Yoga for Body, Mind & Soul
Kamalamma

Kamalamma

Yoga for Body, Mind & Soul

My name is Polina. My interest in yoga, after lying dormant for years, manifested in a sudden propensity to perform a yogic asana, on a peculiar spring evening of 2014 in Saint Petersburg. I have met my first Hatha yoga teacher in Sri Lanka, and my life has been intertwined with yoga ever since. A few years later, energy practice, passed down to me by a spiritual guru, entered my life. As a culmination of my learning, I travelled to India, where pilgrimaged to Sri Ramana Maharshi Ashram in Tiruvannamalai, and obtained professional qualifications from Swami Vidyanand in Auroville, and the International Yoga Academy in Chennai.

My interests span art-therapy, Buddhist and Indian Philosophy, Sanskrit and Greek languages. I like to travel, eat lightly, and abstain from the habit of eating meat, fish, and eggs (unless eggs are somehow already mysteriously mixed into the dough).
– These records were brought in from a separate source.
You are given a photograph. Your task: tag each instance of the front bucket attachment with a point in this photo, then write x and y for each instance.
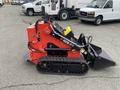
(101, 63)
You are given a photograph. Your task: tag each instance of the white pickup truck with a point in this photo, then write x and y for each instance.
(101, 10)
(1, 3)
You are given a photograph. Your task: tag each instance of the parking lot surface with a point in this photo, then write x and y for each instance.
(16, 74)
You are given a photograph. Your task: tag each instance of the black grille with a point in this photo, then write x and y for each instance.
(83, 13)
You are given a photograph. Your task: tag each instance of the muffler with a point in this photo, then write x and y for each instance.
(101, 63)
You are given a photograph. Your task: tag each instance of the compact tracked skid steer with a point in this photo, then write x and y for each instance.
(54, 49)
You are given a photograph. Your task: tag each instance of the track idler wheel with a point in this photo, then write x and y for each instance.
(80, 68)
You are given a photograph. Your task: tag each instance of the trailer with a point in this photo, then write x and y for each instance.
(63, 9)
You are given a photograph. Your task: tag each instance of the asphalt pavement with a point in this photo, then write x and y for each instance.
(17, 74)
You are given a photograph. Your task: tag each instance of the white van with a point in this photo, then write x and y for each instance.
(1, 3)
(100, 10)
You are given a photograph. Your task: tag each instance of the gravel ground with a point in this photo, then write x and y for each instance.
(16, 74)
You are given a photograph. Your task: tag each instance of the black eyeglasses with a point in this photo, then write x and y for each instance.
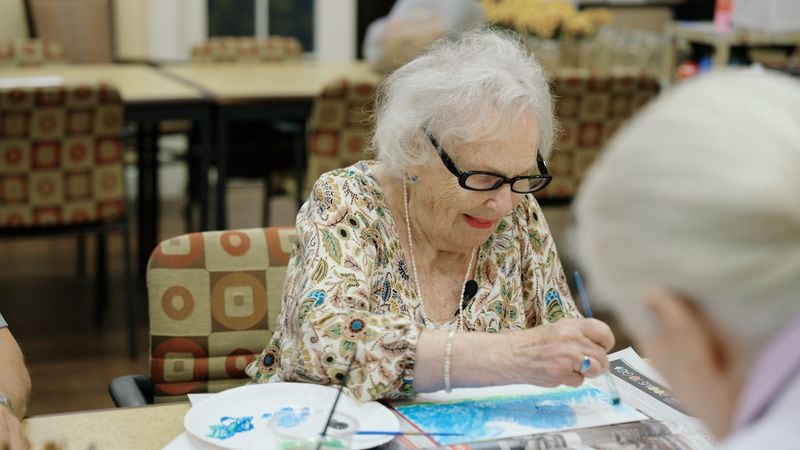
(478, 180)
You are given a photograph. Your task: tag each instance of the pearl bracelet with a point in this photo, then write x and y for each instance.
(448, 358)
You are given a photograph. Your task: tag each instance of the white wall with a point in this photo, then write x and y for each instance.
(12, 20)
(131, 24)
(174, 27)
(335, 30)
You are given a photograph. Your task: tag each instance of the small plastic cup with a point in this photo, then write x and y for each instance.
(302, 430)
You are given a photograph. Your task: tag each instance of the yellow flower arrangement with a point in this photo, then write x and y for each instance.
(545, 18)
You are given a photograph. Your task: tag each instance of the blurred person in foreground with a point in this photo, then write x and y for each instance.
(15, 387)
(689, 225)
(433, 267)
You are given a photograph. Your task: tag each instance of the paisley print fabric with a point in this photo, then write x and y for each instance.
(349, 291)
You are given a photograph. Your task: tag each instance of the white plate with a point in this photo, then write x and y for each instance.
(255, 400)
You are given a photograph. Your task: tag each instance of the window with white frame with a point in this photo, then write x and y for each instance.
(263, 18)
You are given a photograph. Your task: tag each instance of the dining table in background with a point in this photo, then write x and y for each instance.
(149, 97)
(242, 92)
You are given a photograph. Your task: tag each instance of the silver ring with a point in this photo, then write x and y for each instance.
(586, 363)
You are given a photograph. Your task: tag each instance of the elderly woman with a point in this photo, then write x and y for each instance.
(15, 387)
(690, 226)
(433, 267)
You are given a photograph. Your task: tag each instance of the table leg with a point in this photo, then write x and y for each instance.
(222, 169)
(148, 191)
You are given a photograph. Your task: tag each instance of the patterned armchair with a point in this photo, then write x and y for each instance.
(214, 301)
(35, 52)
(339, 127)
(247, 50)
(590, 108)
(61, 170)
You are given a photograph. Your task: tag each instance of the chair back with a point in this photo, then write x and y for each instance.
(214, 301)
(85, 28)
(31, 52)
(339, 127)
(590, 108)
(247, 49)
(60, 156)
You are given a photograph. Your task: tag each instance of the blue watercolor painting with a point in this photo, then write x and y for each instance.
(492, 417)
(228, 427)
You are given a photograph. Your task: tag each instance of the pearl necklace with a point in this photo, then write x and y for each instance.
(425, 320)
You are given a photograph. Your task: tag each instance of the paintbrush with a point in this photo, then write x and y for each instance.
(342, 384)
(612, 388)
(405, 433)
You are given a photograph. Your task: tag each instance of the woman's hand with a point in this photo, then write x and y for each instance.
(552, 354)
(546, 355)
(11, 434)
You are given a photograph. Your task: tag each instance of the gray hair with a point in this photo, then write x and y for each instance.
(701, 195)
(468, 87)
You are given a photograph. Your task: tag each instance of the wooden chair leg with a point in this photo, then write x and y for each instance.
(81, 254)
(130, 295)
(101, 274)
(267, 199)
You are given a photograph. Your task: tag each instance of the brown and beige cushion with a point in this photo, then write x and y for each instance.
(214, 300)
(60, 155)
(34, 52)
(590, 108)
(247, 49)
(339, 127)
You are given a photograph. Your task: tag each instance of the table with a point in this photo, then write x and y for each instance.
(149, 96)
(706, 33)
(262, 92)
(142, 428)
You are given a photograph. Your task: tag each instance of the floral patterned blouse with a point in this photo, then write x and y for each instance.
(348, 289)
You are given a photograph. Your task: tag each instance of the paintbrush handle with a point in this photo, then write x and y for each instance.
(405, 433)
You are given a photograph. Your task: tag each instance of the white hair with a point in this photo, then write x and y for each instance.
(471, 86)
(701, 195)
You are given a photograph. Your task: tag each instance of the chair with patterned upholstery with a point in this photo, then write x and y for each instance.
(590, 108)
(61, 172)
(32, 52)
(214, 301)
(339, 127)
(247, 49)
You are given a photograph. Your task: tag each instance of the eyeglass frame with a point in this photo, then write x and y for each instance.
(502, 179)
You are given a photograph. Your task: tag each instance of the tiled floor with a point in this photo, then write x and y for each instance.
(50, 307)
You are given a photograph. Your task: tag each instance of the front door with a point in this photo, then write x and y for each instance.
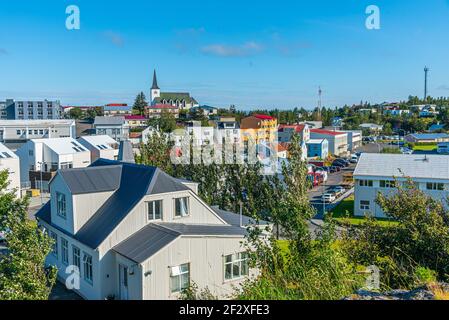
(123, 282)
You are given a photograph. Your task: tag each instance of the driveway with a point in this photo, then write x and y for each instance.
(334, 179)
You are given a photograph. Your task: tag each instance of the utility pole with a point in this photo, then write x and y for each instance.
(426, 71)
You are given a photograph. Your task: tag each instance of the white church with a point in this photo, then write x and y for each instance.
(181, 100)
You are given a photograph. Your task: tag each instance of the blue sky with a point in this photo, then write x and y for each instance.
(248, 53)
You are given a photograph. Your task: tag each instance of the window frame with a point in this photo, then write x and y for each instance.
(434, 186)
(187, 207)
(152, 203)
(179, 276)
(241, 259)
(88, 268)
(366, 206)
(366, 183)
(54, 250)
(59, 212)
(76, 257)
(64, 251)
(387, 184)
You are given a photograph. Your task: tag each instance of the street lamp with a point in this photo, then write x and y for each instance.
(323, 200)
(399, 131)
(40, 184)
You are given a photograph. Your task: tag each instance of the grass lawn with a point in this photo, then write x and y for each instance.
(425, 148)
(344, 212)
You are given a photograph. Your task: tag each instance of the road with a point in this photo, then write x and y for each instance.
(334, 179)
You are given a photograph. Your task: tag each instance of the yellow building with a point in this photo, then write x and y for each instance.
(259, 128)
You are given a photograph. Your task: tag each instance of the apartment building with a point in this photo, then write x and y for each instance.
(41, 158)
(338, 141)
(259, 128)
(31, 110)
(10, 161)
(24, 130)
(136, 233)
(380, 172)
(100, 147)
(115, 127)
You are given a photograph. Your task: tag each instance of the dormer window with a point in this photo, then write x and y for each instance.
(155, 210)
(182, 207)
(61, 205)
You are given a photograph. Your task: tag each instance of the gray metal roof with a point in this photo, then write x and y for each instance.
(119, 120)
(397, 165)
(204, 230)
(125, 153)
(152, 238)
(145, 243)
(135, 182)
(234, 219)
(92, 179)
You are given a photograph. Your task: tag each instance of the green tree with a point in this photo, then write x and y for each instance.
(139, 104)
(23, 275)
(76, 113)
(419, 239)
(156, 152)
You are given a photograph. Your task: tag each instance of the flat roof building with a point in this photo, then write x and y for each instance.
(378, 173)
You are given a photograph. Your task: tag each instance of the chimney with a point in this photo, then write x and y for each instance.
(125, 153)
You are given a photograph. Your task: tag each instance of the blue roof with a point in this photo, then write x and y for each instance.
(429, 136)
(436, 127)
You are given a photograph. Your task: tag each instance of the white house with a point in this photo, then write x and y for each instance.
(200, 135)
(10, 161)
(41, 158)
(100, 147)
(115, 127)
(377, 173)
(24, 130)
(338, 141)
(136, 233)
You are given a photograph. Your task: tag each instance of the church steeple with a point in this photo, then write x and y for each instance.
(155, 86)
(155, 92)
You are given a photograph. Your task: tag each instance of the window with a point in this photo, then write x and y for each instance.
(179, 278)
(76, 257)
(88, 275)
(364, 205)
(435, 186)
(54, 236)
(236, 266)
(155, 210)
(366, 183)
(182, 207)
(61, 205)
(64, 251)
(387, 184)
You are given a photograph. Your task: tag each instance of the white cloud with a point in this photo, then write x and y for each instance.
(224, 50)
(115, 38)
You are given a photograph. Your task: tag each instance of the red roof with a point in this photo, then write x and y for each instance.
(263, 117)
(327, 132)
(162, 106)
(117, 105)
(135, 118)
(298, 127)
(134, 135)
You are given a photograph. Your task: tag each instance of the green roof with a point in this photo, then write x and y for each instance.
(176, 96)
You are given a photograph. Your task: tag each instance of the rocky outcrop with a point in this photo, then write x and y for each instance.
(438, 291)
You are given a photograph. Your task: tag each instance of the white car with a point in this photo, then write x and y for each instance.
(328, 198)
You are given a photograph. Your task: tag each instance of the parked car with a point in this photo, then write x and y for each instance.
(340, 163)
(338, 190)
(336, 168)
(328, 197)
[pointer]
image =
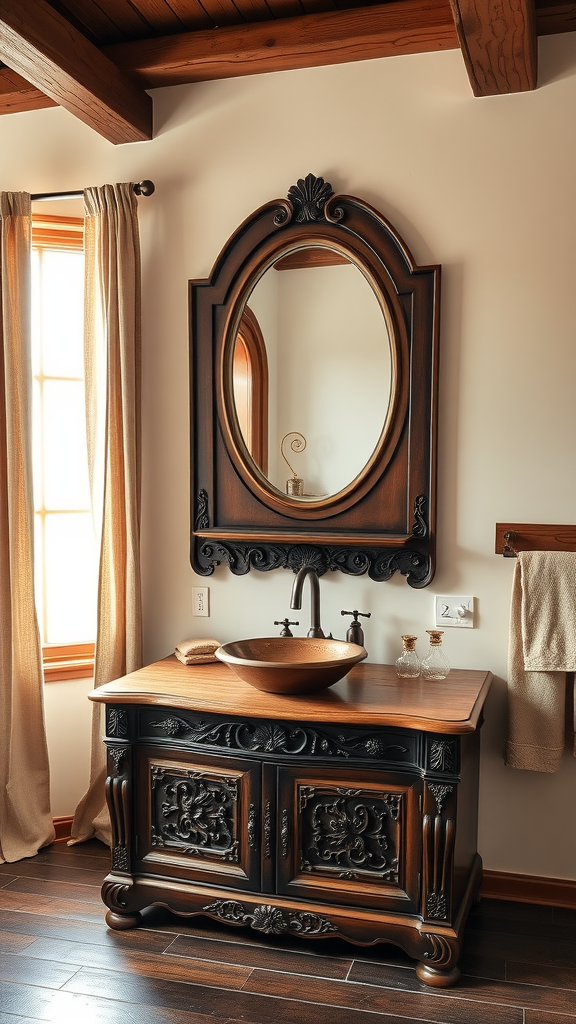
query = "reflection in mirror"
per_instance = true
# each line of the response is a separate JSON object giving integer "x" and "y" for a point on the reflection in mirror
{"x": 250, "y": 381}
{"x": 325, "y": 343}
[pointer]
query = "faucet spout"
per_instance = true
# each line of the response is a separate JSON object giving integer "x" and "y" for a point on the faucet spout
{"x": 296, "y": 598}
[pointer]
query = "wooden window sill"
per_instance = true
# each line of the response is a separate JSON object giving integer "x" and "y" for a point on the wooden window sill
{"x": 68, "y": 660}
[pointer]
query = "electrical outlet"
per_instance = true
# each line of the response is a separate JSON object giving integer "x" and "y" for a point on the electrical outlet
{"x": 453, "y": 609}
{"x": 201, "y": 601}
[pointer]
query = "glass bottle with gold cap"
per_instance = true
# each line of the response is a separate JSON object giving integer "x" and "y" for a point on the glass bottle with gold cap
{"x": 436, "y": 665}
{"x": 408, "y": 665}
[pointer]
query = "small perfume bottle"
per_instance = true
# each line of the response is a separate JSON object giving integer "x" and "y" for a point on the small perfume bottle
{"x": 436, "y": 665}
{"x": 408, "y": 665}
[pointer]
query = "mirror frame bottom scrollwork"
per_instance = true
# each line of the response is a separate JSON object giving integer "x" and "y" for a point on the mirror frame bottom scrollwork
{"x": 385, "y": 520}
{"x": 379, "y": 563}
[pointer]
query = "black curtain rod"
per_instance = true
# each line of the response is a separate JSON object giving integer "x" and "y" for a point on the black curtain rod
{"x": 140, "y": 187}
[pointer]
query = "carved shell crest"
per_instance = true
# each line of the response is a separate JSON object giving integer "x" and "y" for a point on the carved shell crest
{"x": 309, "y": 197}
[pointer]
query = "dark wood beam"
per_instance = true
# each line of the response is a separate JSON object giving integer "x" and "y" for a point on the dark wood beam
{"x": 553, "y": 17}
{"x": 16, "y": 94}
{"x": 498, "y": 43}
{"x": 53, "y": 56}
{"x": 307, "y": 41}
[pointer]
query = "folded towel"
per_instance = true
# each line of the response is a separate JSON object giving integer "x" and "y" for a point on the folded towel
{"x": 542, "y": 650}
{"x": 195, "y": 658}
{"x": 197, "y": 651}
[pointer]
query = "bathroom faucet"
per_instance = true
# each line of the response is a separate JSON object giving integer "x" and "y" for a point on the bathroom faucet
{"x": 296, "y": 598}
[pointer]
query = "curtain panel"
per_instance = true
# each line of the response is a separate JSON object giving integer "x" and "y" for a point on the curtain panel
{"x": 112, "y": 351}
{"x": 26, "y": 822}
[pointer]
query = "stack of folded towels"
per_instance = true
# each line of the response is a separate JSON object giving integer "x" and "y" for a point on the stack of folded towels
{"x": 197, "y": 651}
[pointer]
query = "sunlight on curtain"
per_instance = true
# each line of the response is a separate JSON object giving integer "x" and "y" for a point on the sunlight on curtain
{"x": 26, "y": 822}
{"x": 112, "y": 333}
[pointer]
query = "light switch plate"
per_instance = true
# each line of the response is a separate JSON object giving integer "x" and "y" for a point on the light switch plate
{"x": 201, "y": 601}
{"x": 453, "y": 609}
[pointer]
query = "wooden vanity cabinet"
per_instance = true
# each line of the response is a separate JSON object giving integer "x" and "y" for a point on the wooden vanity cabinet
{"x": 352, "y": 812}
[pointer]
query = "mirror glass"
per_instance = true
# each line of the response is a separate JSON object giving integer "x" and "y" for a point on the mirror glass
{"x": 313, "y": 373}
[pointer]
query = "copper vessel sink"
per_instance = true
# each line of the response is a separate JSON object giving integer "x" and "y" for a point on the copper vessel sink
{"x": 290, "y": 665}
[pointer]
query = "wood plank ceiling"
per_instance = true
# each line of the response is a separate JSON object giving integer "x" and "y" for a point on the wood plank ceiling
{"x": 97, "y": 57}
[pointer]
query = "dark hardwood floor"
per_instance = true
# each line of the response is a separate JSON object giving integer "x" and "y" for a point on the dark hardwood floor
{"x": 59, "y": 963}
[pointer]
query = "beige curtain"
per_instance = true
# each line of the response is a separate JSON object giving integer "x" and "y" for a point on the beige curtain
{"x": 112, "y": 337}
{"x": 26, "y": 823}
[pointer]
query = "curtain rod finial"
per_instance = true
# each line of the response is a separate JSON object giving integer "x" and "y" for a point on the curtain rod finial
{"x": 145, "y": 187}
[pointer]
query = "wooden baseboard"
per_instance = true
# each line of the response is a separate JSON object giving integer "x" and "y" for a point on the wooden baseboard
{"x": 63, "y": 827}
{"x": 529, "y": 889}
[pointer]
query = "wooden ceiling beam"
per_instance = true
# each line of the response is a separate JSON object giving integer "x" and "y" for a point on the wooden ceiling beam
{"x": 498, "y": 43}
{"x": 16, "y": 94}
{"x": 53, "y": 56}
{"x": 306, "y": 41}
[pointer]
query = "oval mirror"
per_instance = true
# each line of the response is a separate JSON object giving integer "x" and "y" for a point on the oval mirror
{"x": 313, "y": 374}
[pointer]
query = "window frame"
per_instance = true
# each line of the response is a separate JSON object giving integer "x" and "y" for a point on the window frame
{"x": 74, "y": 660}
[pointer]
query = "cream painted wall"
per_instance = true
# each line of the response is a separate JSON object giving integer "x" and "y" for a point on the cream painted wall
{"x": 483, "y": 186}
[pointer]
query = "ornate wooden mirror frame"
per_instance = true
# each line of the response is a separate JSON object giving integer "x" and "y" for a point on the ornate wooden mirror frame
{"x": 384, "y": 520}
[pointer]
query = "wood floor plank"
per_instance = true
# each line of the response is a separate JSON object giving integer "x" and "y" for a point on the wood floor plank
{"x": 419, "y": 1005}
{"x": 46, "y": 974}
{"x": 523, "y": 947}
{"x": 46, "y": 904}
{"x": 480, "y": 989}
{"x": 144, "y": 964}
{"x": 295, "y": 962}
{"x": 252, "y": 1007}
{"x": 541, "y": 1017}
{"x": 59, "y": 890}
{"x": 50, "y": 871}
{"x": 11, "y": 1019}
{"x": 11, "y": 943}
{"x": 535, "y": 974}
{"x": 39, "y": 925}
{"x": 48, "y": 1005}
{"x": 84, "y": 856}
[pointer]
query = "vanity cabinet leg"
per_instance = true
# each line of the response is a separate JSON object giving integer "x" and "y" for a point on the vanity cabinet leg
{"x": 437, "y": 977}
{"x": 438, "y": 966}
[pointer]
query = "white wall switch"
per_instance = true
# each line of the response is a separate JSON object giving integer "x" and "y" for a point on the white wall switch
{"x": 201, "y": 600}
{"x": 453, "y": 609}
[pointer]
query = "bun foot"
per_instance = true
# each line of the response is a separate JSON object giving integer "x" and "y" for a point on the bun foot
{"x": 437, "y": 978}
{"x": 120, "y": 922}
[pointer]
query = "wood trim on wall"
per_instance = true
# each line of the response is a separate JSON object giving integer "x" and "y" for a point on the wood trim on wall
{"x": 63, "y": 827}
{"x": 73, "y": 660}
{"x": 529, "y": 889}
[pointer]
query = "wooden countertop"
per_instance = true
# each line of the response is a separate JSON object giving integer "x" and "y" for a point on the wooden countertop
{"x": 370, "y": 694}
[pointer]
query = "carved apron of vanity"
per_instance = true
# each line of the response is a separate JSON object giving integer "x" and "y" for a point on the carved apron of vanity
{"x": 351, "y": 812}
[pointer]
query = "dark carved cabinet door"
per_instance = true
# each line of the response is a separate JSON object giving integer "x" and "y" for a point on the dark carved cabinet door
{"x": 198, "y": 817}
{"x": 350, "y": 837}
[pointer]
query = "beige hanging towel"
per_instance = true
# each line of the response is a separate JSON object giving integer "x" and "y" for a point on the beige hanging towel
{"x": 542, "y": 650}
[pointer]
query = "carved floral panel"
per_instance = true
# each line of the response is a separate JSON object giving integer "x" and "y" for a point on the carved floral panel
{"x": 195, "y": 812}
{"x": 351, "y": 834}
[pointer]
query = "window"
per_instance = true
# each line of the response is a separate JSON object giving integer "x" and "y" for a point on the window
{"x": 65, "y": 545}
Yoga shapes our thoughts and lifestyle, heals, transforms and emancipates us. To an outside observer, it may seem that in yoga we are engaged with the body; but yoga in particular helps us to realize that “I” is not the body! Subtle energy channels are cleansed and the body becomes healthy, dexterous, and light, and as it stops hurting, it no longer alerts our minds. It is important to let yoga do its work, through unwavering commitment to the practice and not the outcome. Once, I heard my first teacher say, “if you can’t perform an asana in this life, [given the continuity of your commitment] you will do it in your next.” The thing about yoga is that it holds the key that opens the door to ‘oneself’, our heart’s essence. Anyone can practice yoga regardless of their physical condition, age, or spiritual state. Though practice may appear to start and end (due to limited time and circumstance), the flow of yoga itself is never discrete and forever accessible.

Though the division of self into body, mind, and soul is contingent, the main idea is that one should save the soul, calm the mind, and train the body. Yoga is very dynamic, but its dynamics are turned inward, and that is why, to an external observer, a static asana appears sedentary. The flux of yoga starts from the manifest and visible, and ends in the deep and latent. Begin simply, and maintain simplicity: All that is needed will be gradually revealed to the sincere devotee, for in the heart in each of us lies an inner guru, (the inner witness, Paramatma). Conscious and sincere practice of any yoga style heals, thereby providing an access to the innermost spring. With every practice I return to restorative solitude, and the spring within.

Yogic practices have ubiquitous creative impetus, expanding vision and bestowing inspiration. My hands, vessels of art therapy, let polymer clay flows across canvases, each piece concealing mantra and healing power.